Zeitung Heute : Der wahre Mister Q

Der Tagesspiegel

Das Lachen knarzt freundlich. Hä, hä, hä. Es ist das Lachen eines langen Raucherlebens. Aber wo ist die Zigarre? Hat Ken Adam am Ende noch das Rauchen aufgegeben? Auf allen Fotos am Filmset hat er doch diesen Stengel zwischen den Lippen. Where’s your cigar? Ken Adam greift ins Jackett und zieht ein kleines Etui heraus. Er habe ja nicht gewusst, ob er in der Englischen Botschaft rauchen darf. Das riecht stark nach Ausrede. Wahrscheinlich haben seine Zigarren zu viel Sprengkraft. Adam hat an sieben James-Bond-Filmen mitgewirkt. Auf der Pressemappe steht: „Er ist der wahre Mr. Q" Ken Adam ist der Star hinter den Kulissen Hollywoods, einer der wichtigsten Filmdesigner, ein großer Künstler, wie seine Anhänger schwärmen. In mehr als 80 Filmen hat er das Dekor entworfen und die Sets eingerichtet.

Adam schuf das futuristische Ambiente des „Dr. No“ und von Kubricks Klassiker „Dr. Seltsam - oder Wie ich lernte, die Bombe zu lieben.“ Zuletzt entwarf er die Kulissen für Istvan Szabos „Taking Sides - Der Fall Furtwängler.“ Zwei Oskars bekam er für seine Arbeit. 80 Jahre ist er inzwischen alt, da war es Zeit, an ein Buch zu denken, eine Lebensgeschichte: „James Bond, Berlin, Hollywood. Die Welten des Ken Adam". Geschrieben wurde es vom Spiegel-Redakteur Alexander Smoltczyk. Zur Premiere flog Adam mit seiner Frau Letizia ein und lächelte braun gebrannt in die Kameras.

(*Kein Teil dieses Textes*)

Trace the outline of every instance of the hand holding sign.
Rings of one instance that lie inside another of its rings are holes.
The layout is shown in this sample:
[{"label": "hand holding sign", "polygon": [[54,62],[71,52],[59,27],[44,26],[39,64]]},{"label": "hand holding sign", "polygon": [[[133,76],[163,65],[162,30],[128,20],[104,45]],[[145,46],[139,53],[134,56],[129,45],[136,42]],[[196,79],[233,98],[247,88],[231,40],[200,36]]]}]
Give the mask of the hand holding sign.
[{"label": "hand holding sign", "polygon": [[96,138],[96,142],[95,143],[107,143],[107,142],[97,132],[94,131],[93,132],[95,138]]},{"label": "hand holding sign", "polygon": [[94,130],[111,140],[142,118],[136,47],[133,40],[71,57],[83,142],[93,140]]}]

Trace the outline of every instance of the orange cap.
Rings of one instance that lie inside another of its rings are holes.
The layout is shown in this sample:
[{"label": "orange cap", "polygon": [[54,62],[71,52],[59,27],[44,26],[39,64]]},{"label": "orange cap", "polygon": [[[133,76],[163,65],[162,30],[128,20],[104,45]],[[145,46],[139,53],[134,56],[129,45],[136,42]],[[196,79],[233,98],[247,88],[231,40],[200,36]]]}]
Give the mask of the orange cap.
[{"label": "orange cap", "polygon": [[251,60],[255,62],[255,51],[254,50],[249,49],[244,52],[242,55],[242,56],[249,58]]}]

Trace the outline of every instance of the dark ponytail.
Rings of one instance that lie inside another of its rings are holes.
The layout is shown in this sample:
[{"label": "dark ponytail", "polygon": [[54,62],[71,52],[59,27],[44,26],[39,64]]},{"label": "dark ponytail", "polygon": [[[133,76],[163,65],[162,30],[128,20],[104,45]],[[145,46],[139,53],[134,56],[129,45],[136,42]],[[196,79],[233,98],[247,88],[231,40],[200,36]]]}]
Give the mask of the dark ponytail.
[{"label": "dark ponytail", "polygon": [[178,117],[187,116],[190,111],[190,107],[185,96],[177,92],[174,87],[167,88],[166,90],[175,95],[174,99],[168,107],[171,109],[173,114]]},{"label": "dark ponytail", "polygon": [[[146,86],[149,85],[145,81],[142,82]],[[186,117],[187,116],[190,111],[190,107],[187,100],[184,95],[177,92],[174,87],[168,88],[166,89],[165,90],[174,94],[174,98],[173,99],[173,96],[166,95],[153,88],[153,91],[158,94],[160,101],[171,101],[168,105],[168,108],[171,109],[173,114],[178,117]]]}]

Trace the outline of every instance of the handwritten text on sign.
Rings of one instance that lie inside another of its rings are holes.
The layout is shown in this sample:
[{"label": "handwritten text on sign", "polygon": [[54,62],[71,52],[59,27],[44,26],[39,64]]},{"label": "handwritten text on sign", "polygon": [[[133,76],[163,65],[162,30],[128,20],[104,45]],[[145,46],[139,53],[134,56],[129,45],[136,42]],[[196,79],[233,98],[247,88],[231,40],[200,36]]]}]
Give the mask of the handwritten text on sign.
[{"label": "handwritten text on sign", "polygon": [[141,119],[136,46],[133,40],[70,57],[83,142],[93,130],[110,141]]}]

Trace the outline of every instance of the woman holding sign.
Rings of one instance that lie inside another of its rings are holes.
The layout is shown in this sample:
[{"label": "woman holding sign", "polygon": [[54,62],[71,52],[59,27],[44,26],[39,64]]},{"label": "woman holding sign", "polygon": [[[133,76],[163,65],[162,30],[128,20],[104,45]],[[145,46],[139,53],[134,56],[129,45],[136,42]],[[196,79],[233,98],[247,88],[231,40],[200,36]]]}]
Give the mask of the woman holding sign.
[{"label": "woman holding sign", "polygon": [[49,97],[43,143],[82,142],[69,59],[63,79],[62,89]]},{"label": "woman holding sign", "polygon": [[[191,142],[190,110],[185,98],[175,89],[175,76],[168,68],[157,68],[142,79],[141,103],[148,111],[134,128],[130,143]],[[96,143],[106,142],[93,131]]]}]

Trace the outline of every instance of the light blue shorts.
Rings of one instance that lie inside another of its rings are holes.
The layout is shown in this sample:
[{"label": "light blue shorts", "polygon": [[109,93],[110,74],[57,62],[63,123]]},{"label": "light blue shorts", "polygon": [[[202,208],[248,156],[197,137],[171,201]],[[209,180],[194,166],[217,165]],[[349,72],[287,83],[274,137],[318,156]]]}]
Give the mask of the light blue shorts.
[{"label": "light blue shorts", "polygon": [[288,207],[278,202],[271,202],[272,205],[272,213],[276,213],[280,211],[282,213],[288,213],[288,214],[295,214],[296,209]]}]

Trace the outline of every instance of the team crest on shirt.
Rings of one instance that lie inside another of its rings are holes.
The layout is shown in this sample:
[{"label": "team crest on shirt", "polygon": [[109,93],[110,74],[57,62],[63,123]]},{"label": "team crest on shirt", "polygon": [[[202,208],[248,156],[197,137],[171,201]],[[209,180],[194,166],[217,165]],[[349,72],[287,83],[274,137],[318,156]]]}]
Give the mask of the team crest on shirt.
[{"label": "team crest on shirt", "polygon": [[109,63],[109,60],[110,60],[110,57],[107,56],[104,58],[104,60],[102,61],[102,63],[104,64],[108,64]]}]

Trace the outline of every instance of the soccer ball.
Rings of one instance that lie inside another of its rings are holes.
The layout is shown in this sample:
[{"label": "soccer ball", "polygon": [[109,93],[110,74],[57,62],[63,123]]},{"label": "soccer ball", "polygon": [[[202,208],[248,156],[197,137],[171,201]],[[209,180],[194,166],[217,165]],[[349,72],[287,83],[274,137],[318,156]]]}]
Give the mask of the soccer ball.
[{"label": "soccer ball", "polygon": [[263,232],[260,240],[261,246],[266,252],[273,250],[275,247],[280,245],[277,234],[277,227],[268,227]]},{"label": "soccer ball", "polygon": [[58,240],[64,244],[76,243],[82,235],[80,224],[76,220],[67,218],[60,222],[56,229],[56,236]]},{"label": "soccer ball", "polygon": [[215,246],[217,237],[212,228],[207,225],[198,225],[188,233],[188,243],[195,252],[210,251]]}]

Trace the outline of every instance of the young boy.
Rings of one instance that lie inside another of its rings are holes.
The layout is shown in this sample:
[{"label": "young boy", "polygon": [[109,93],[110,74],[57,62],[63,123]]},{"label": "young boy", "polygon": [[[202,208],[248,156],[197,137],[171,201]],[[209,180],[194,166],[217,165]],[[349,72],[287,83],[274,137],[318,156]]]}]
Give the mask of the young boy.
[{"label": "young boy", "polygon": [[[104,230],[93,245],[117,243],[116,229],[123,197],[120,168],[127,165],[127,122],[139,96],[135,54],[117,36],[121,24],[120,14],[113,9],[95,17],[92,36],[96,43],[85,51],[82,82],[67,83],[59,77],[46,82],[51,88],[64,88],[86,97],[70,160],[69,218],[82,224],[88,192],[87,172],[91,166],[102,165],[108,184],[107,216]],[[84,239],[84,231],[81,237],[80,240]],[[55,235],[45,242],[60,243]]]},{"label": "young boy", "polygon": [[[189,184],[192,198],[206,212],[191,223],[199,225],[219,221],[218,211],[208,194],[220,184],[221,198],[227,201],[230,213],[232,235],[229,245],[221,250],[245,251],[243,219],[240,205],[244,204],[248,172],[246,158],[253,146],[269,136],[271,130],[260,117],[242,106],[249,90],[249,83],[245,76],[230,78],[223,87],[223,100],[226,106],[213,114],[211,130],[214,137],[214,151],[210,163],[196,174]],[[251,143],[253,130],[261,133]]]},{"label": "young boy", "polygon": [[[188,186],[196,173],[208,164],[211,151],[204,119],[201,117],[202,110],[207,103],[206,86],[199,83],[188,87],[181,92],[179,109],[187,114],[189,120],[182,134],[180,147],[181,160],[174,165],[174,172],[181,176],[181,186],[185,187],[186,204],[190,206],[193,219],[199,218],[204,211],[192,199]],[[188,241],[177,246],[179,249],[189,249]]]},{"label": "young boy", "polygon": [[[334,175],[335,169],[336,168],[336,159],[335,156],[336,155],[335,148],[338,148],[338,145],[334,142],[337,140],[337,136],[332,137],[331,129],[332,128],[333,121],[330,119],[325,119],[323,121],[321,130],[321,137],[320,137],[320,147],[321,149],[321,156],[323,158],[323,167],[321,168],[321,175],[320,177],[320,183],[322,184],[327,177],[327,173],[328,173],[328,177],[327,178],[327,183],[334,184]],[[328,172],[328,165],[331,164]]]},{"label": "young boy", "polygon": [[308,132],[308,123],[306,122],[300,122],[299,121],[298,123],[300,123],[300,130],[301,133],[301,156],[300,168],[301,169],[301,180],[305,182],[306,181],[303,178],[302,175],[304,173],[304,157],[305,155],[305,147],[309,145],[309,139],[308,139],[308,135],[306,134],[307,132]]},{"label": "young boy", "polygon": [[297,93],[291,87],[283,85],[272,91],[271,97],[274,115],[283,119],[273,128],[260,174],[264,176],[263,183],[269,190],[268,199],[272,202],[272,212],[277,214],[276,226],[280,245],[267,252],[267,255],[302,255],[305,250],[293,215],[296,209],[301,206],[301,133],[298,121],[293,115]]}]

Ken Adam hieß früher Klaus Hugo Adam und lebte die ersten 14 Jahre seines Lebens in Berlin. Sein Vater führte ein großes Geschäft für Sportbekleidung an der Friedrichstraße. Es mangelte an nichts. Im Adlon wurden rauschende Feste gefeiert. Klaus ging aufs Französische Gymnasium und trieb Sport. „Eine herrliche Kindheit“, sagt er. Bis die Nazis kamen. 1934 emigrierte die jüdische Familie nach London. Klaus ging als Ken zur Royal Air Force und jagte aus der Luft nach deutschen Panzern. Als der Krieg aus war, vermittelte ihm seine Schwester Loni mehr aus Zufall einen Job als Filmzeichner in den Londoner Riverside Studios. Ken Adam war angekommen, wo er hingehörte.

Nach Berlin kam Adam in den letzten Jahren immer öfter - wegen diverser Projekte, aber auch ein wenig aus Nostalgie. „Ich liebe das Berlin, das ich aus meiner Kindheit kenne“, sagt er in fast akzentfreiem Deutsch. An der Friedrichstraße sei davon nichts mehr übrig. Einen Verlustschmerz empfindet er aber nicht. Er sei Kosmopolit.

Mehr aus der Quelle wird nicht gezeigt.